Rescued some figured pieces from a firewood lot, they grew in Phoenix, AZ…the wood appears to be cherry, or similar.
Very hard, smells a bit like Oak, sort of a bitter tannin scent, the photo colors are pretty accurate, orangy pink tint, lighter sap layer with dark inclusions occasionally…Great Figure! The Bark is very coarse in some areas, and smooth like Eucalyptus in others. Sands out silky smooth…

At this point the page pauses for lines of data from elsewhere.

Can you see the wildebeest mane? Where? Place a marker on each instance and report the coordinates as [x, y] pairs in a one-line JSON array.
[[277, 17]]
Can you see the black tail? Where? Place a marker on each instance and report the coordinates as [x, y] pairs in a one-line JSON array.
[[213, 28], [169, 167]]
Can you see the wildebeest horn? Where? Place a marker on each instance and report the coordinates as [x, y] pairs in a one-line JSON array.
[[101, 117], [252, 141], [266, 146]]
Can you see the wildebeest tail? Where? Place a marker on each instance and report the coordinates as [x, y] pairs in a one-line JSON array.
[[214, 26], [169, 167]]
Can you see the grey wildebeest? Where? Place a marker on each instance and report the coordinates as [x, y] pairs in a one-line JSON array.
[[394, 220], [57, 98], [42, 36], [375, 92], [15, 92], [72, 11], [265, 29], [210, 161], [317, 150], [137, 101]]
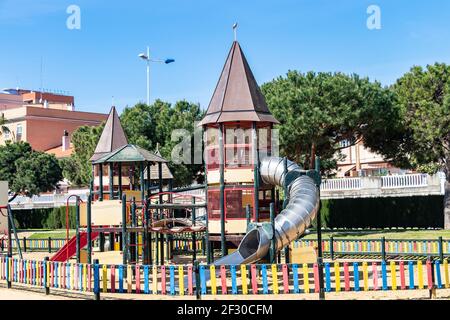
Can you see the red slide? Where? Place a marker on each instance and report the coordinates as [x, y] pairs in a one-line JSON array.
[[70, 249]]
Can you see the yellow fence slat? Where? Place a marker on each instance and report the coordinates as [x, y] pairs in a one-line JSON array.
[[129, 279], [105, 278], [85, 277], [244, 279], [420, 274], [213, 280], [154, 280], [181, 280], [393, 275], [365, 276], [275, 279], [306, 277], [337, 276], [446, 275]]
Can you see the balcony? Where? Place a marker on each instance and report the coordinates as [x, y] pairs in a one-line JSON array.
[[385, 186]]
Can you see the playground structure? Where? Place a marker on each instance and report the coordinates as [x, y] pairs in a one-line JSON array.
[[242, 226], [241, 173]]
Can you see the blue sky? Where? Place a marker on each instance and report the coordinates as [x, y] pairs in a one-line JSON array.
[[100, 60]]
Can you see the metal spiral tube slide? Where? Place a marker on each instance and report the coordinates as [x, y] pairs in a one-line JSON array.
[[291, 223]]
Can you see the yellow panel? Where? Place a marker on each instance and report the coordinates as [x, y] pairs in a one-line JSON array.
[[238, 175], [302, 255], [125, 181], [106, 213], [231, 226], [132, 193], [83, 214], [213, 177]]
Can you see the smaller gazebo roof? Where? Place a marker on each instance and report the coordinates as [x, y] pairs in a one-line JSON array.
[[130, 153], [154, 170]]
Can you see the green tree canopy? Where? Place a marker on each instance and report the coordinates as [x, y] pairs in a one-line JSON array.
[[28, 172], [148, 126], [318, 111], [77, 169], [422, 138]]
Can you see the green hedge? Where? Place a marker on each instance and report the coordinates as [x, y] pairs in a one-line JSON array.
[[401, 212], [54, 218]]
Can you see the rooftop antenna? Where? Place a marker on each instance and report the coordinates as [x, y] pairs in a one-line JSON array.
[[42, 78]]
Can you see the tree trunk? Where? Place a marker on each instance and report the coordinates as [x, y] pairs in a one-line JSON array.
[[312, 159], [447, 203]]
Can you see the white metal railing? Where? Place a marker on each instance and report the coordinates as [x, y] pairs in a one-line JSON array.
[[404, 181], [341, 184]]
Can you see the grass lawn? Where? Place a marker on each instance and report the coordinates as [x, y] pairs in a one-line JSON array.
[[377, 234]]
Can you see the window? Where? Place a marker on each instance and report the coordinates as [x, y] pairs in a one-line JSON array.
[[19, 132], [238, 146], [7, 134]]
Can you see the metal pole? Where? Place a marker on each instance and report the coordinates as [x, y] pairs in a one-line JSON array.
[[96, 280], [100, 179], [89, 231], [149, 181], [124, 230], [141, 167], [148, 76], [194, 236], [248, 215], [285, 202], [223, 243], [255, 171], [441, 250], [332, 248], [197, 280], [120, 180], [111, 181], [161, 236], [77, 223], [133, 235], [46, 279], [273, 244], [319, 239]]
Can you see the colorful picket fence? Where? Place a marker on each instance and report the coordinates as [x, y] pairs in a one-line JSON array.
[[374, 246], [34, 244], [219, 280]]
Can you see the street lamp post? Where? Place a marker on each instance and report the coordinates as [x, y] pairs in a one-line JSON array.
[[147, 58]]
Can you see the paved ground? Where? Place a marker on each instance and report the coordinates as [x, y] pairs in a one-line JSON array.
[[13, 294]]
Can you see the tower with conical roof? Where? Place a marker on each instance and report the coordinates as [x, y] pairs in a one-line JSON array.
[[112, 137], [237, 128]]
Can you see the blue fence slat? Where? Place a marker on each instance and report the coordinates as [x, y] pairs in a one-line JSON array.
[[356, 275], [96, 278], [121, 279], [80, 278], [203, 279], [411, 275], [264, 276], [384, 274], [438, 274], [146, 285], [56, 271], [327, 277], [295, 278], [172, 280], [233, 280]]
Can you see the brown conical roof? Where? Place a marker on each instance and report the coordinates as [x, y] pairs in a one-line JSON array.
[[237, 96], [112, 138]]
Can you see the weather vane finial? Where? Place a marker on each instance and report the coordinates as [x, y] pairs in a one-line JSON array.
[[235, 31]]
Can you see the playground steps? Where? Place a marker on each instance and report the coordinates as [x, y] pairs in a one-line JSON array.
[[70, 248]]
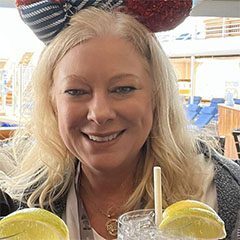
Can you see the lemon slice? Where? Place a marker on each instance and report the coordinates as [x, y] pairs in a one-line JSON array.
[[192, 219], [33, 223]]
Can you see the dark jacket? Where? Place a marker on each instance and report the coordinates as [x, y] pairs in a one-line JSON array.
[[227, 180]]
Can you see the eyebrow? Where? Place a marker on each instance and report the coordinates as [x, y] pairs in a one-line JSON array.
[[121, 76], [115, 78]]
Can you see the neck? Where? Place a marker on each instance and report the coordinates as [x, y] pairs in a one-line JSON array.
[[104, 195]]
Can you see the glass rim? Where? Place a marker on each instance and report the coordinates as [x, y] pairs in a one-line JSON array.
[[146, 210]]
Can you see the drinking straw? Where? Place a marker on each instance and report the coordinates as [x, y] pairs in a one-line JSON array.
[[157, 195]]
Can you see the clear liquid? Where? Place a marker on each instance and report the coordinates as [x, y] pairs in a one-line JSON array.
[[140, 225]]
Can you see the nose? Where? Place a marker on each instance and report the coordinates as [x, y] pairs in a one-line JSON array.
[[100, 109]]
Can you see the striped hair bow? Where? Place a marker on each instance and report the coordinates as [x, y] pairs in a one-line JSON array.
[[47, 18]]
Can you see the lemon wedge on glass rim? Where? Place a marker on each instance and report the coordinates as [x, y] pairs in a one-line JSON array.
[[33, 223], [193, 219]]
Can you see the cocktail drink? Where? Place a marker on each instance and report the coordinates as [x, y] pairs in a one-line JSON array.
[[183, 220], [140, 225]]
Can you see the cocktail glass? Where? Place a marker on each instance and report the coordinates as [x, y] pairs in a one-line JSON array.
[[140, 225]]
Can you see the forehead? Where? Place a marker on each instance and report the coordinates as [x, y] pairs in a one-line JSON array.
[[109, 53]]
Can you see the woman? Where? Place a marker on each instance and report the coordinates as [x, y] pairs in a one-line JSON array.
[[106, 110]]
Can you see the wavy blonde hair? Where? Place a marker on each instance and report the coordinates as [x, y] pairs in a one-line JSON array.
[[43, 161]]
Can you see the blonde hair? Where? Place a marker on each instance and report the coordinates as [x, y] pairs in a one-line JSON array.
[[45, 168]]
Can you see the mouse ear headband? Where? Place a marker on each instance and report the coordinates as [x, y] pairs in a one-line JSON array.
[[47, 18]]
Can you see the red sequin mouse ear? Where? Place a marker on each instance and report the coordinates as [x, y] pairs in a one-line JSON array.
[[159, 15], [48, 17]]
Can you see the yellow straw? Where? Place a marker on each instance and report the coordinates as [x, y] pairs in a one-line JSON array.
[[157, 195]]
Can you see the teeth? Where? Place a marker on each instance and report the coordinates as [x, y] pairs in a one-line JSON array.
[[103, 139]]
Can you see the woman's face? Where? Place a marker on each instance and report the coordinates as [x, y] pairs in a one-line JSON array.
[[103, 103]]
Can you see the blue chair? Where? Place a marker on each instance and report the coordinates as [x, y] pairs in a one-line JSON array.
[[236, 101], [215, 101], [192, 111], [196, 100], [205, 116]]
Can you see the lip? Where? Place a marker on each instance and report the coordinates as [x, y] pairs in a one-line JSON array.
[[103, 135]]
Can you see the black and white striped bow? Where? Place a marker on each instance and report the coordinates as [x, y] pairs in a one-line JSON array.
[[47, 18]]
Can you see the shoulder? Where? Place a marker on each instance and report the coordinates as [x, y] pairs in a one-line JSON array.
[[227, 181]]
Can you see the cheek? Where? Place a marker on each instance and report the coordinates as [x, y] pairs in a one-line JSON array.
[[141, 114]]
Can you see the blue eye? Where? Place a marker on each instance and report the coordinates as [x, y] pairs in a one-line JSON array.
[[76, 92], [124, 89]]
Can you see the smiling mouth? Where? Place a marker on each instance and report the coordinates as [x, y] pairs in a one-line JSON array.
[[107, 138]]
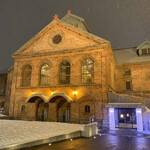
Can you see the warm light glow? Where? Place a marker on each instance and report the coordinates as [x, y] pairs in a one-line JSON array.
[[52, 93], [75, 92], [121, 116], [111, 110], [138, 111], [33, 93], [111, 118]]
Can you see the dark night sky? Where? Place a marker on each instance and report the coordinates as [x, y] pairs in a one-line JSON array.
[[125, 23]]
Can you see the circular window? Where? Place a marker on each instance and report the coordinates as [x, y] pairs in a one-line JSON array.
[[57, 39]]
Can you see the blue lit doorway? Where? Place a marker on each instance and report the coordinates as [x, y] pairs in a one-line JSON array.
[[125, 118]]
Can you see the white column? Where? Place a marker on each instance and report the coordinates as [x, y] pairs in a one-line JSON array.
[[139, 119], [111, 118]]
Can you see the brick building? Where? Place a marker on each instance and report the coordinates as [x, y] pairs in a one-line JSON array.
[[66, 74], [3, 80]]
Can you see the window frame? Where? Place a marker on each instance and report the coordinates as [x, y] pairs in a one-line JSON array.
[[85, 75], [23, 78], [87, 109], [48, 83], [66, 75]]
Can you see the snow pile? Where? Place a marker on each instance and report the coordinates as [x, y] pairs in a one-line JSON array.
[[17, 132]]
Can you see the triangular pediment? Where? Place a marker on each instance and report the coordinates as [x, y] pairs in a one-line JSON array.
[[71, 39]]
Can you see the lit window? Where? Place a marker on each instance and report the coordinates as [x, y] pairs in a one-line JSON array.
[[144, 51], [128, 85], [87, 71], [26, 75], [128, 72], [87, 109], [65, 72], [45, 75], [23, 108]]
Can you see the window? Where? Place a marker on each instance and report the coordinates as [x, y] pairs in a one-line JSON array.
[[128, 85], [23, 108], [87, 109], [26, 76], [128, 72], [65, 72], [45, 75], [145, 51], [87, 71]]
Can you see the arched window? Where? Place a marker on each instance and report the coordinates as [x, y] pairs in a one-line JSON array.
[[45, 75], [23, 108], [26, 75], [87, 71], [87, 109], [65, 72]]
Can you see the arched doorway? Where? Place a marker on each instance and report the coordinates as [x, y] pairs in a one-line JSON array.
[[42, 111], [41, 108], [62, 108]]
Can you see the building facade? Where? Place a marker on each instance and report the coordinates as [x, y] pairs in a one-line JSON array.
[[66, 74], [3, 80]]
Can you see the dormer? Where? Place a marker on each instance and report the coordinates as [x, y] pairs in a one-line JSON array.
[[75, 21], [144, 48]]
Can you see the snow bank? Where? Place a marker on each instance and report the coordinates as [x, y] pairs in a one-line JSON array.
[[18, 132]]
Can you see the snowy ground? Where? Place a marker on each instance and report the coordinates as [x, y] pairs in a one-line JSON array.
[[18, 132]]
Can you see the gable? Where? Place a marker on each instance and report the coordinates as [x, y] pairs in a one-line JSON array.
[[75, 21], [72, 39]]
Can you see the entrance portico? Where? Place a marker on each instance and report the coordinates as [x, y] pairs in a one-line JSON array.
[[124, 113]]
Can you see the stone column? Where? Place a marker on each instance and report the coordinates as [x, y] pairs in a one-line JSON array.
[[111, 118], [52, 113], [139, 119]]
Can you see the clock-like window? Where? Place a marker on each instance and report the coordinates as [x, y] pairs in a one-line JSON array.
[[57, 39]]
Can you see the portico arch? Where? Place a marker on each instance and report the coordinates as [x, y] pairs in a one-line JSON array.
[[41, 106], [60, 104]]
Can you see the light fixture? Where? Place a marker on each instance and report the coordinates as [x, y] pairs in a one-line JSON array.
[[121, 116], [52, 93], [75, 92]]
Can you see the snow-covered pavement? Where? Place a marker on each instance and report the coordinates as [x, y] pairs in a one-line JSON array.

Anyone have an idea what it is? I'd love to find more of it!


----------



## grizzman (May 10, 2009)

wow it is beautiful, i dont know what it is, but man, you scored a good one


----------



## CharlieM1958 (Nov 7, 2006)

Google redwood burl. That's what it looks like to me.


----------



## JoniHamari (Apr 17, 2008)

Definitely not Redwood…I work with a lot of that…this is hardwood, about 18-20 inch diameter. First thought it was Eucalyptus, but that didn't fit once we cut into it.


----------



## Flocktothewall (Jan 16, 2011)

Mesquite?


----------



## timjr (Aug 29, 2010)

looks a little like manzanita to me.


----------



## HalDougherty (Jul 15, 2009)

You've scored some beautiful wood! I'm always on the lookout for ugly logs. Just remove the ugly (or use it as a feature!) and you'll find beauty inside.


----------



## waho6o9 (May 6, 2011)

That's beautiful Joni, outstanding grain. Whatcha going make?


----------



## JoniHamari (Apr 17, 2008)

Thanks for everyone's replies…I still am not certain, but I am leaning towards a fruitless Cherry…not common here, but a possibility. Just with wild figured grain!
So far just a couple cutting boards have been cut from it to see how it works…Unfortunately since it was a a firewood lot, it had been butchered into small chunks! Can you imagine the slabs from it if it had been cut with sense? 
Hal, I've never seen ugly logs!


----------



## dsz123 (Feb 25, 2012)

If you're serious about getting an ID, the Forest Service will identify wood samples. Your tax dollars at work, right here: http://www.fpl.fs.fed.us/research/centers/woodanatomy/wood_idfactsheet.php

But it does take a while - 6-8 weeks.


----------



## JoniHamari (Apr 17, 2008)

That's a great link! I'll send a sample in…


----------